Pour les clients, être accompagnés d’un guide de montagne réduit énormément le risque, mais il y a toujours un risque résiduel. Je le dis ouvertement, tout comme je partage en général mes réflexions et mes doutes avec mes clients. J’accorde aussi de l’importance à connaître les objectifs et les motivations des clients. Il en résulte un dialogue ouvert, qui influence positivement le risque. Et à la fin de la course, nous réfléchissons ensemble. C’est ainsi que se forme l’expérience.
L’expérience n’est-elle pas bénéfique seulement lorsqu’elle a été négative? Lorsqu’une course s’est bien déroulée, on ne sait pas si on est passé plus ou moins loin de l’accident.

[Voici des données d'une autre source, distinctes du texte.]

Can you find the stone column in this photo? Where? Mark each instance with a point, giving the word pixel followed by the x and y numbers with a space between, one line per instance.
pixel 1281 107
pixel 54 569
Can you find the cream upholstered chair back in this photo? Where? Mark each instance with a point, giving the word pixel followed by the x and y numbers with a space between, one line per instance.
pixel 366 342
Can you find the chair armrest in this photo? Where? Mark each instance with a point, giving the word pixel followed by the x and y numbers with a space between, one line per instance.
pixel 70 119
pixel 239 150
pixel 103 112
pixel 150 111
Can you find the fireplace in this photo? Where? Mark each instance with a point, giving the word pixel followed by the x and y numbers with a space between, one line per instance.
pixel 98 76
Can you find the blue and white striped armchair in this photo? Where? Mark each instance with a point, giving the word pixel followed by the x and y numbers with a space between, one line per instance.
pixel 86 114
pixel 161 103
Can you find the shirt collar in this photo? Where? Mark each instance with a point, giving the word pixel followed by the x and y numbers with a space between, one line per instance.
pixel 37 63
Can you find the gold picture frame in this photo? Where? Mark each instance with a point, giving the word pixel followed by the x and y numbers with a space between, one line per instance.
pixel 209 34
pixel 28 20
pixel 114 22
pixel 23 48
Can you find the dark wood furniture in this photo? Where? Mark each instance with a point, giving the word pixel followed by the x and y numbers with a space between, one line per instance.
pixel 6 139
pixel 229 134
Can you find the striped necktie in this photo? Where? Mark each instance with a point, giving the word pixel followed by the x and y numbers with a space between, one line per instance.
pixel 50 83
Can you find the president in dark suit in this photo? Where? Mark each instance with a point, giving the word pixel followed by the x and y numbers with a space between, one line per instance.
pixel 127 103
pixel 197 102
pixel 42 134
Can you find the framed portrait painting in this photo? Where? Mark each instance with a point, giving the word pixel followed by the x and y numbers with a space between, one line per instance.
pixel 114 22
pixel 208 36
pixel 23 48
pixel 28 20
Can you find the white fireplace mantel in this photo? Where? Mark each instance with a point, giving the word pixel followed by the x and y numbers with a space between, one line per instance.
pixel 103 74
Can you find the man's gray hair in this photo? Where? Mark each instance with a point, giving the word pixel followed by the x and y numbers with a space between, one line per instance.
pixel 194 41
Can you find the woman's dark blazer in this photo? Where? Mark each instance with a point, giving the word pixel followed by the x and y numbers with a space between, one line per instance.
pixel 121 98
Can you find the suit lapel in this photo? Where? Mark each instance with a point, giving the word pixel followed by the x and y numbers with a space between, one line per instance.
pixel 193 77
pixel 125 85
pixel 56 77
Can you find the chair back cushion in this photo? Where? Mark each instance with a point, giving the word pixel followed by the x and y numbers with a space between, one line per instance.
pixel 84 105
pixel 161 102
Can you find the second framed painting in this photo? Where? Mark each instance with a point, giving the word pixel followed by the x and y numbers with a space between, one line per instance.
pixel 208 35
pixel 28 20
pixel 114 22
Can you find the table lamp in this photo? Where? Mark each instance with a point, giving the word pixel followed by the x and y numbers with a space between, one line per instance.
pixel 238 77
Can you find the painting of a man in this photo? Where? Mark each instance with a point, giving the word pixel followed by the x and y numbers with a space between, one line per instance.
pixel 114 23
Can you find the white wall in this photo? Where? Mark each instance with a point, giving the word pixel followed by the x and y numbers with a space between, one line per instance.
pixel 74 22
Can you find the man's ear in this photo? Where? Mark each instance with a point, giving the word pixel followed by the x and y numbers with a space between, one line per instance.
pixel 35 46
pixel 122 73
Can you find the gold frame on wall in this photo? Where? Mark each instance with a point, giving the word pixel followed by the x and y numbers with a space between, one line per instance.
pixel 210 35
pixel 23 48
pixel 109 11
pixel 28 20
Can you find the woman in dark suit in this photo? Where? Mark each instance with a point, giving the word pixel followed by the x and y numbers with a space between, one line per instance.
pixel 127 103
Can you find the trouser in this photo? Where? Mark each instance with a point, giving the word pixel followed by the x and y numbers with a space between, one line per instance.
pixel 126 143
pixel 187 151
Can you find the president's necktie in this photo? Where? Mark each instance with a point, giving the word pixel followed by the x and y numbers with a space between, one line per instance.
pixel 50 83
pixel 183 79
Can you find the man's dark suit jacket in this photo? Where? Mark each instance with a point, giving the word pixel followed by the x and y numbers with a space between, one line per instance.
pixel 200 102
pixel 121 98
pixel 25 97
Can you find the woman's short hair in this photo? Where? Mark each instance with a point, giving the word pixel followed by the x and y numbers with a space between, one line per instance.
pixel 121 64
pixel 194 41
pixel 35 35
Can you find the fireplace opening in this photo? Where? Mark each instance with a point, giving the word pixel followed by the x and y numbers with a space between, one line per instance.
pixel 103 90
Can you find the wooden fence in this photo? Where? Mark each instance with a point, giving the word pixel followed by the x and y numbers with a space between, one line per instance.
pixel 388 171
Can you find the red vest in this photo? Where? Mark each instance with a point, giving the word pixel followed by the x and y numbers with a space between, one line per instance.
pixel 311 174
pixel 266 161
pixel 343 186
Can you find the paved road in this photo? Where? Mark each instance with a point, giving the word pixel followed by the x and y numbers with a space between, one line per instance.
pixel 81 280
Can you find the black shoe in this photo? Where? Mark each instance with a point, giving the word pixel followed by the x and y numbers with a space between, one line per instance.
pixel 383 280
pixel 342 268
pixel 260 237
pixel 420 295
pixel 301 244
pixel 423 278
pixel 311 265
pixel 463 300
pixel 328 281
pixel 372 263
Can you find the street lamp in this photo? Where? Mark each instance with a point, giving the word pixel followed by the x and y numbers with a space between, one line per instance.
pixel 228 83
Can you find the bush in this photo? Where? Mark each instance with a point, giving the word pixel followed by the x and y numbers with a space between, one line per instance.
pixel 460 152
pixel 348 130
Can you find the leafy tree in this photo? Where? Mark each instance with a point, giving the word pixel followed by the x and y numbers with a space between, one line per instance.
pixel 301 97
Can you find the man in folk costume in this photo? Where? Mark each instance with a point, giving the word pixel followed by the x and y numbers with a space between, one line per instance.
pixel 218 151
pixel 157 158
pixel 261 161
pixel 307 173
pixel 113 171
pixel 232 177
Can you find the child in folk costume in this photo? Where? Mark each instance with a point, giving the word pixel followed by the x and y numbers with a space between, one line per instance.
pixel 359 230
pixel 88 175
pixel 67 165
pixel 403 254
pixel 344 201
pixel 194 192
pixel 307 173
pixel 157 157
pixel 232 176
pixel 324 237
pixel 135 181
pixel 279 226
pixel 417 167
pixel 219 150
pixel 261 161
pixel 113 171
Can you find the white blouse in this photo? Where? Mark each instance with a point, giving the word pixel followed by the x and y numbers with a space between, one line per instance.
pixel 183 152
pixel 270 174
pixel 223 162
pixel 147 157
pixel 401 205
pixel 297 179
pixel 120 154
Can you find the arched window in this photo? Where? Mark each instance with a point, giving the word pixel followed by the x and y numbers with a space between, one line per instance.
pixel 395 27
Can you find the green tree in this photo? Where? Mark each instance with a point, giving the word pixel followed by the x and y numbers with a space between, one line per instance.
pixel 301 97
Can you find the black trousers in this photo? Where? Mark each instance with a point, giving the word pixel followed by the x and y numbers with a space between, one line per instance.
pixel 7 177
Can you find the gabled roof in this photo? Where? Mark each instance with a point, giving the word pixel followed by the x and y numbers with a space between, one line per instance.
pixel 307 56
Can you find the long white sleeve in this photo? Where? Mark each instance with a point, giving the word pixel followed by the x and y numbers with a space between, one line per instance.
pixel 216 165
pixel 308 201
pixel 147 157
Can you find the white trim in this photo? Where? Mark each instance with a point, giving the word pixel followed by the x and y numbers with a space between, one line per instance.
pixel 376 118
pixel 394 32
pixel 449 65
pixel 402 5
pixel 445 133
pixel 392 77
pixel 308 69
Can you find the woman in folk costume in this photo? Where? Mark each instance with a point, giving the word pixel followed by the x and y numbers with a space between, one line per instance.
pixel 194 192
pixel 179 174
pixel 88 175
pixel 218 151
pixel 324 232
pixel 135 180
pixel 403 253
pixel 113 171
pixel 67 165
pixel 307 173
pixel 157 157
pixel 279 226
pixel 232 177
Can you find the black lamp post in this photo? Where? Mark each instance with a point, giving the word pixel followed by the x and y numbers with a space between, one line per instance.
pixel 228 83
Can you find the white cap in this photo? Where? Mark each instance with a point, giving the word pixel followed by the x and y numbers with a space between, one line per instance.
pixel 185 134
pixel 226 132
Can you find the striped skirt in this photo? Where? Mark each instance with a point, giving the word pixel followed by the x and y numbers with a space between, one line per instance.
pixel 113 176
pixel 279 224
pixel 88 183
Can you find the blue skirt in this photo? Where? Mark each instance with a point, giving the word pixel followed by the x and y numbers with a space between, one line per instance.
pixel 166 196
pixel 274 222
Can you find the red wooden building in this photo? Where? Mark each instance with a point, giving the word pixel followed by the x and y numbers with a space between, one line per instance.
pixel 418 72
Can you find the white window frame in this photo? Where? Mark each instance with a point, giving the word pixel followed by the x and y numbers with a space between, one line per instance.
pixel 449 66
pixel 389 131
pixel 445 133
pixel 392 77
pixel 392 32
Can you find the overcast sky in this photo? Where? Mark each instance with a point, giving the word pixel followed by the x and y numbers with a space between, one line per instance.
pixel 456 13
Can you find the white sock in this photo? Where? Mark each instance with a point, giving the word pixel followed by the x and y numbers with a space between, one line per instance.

On peut aussi apprendre de situations positives, par exemple lorsqu’une collègue m’explique comment elle a pu éviter un accident. L’expérience est la somme des événements auxquels on a réfléchi. Ceux-ci ne doivent pas forcément être négatifs et je n’ai pas forcément besoin de les avoir vécus moi-même.
Apprendre d’autrui suppose d’avouer ses erreurs et de les partager avec d’autres.
Tout le monde commet des erreurs. Si on les partage (même celles qui sont vraiment fâcheuses), chacun peut en profiter. Je sais par expérience à quel point il est difficile de parler de fautes bêtes. Parfois, ce n’est qu’avec une distance temporelle suffisante que j’y parviens.
Que conseillez-vous aux adeptes de sports de montagne qui souhaitent développer leurs compétences en matière de risque?
Lors d’activités à risques, on peut tendre comme un filet de sécurité grâce à des mesures ciblées, pour éviter qu’une erreur débouche directement sur un accident. On appelle ça la tolérance à l’erreur. Il s’agit souvent de choses simples, comme contrôler son partenaire avant d’entamer une voie ou avoir un sac de bivouac dans son sac à dos lors d’une randonnée.
Méthode des filtres 3×3: Evaluation des trois facteurs «Conditions», «Terrain» et «Facteur humain» à trois moments différents: lors de la préparation à la maison, sur le chemin jusqu’au lieu de la course et lors de la course. Procéder avec une liste de contrôle pour ne rien oublier.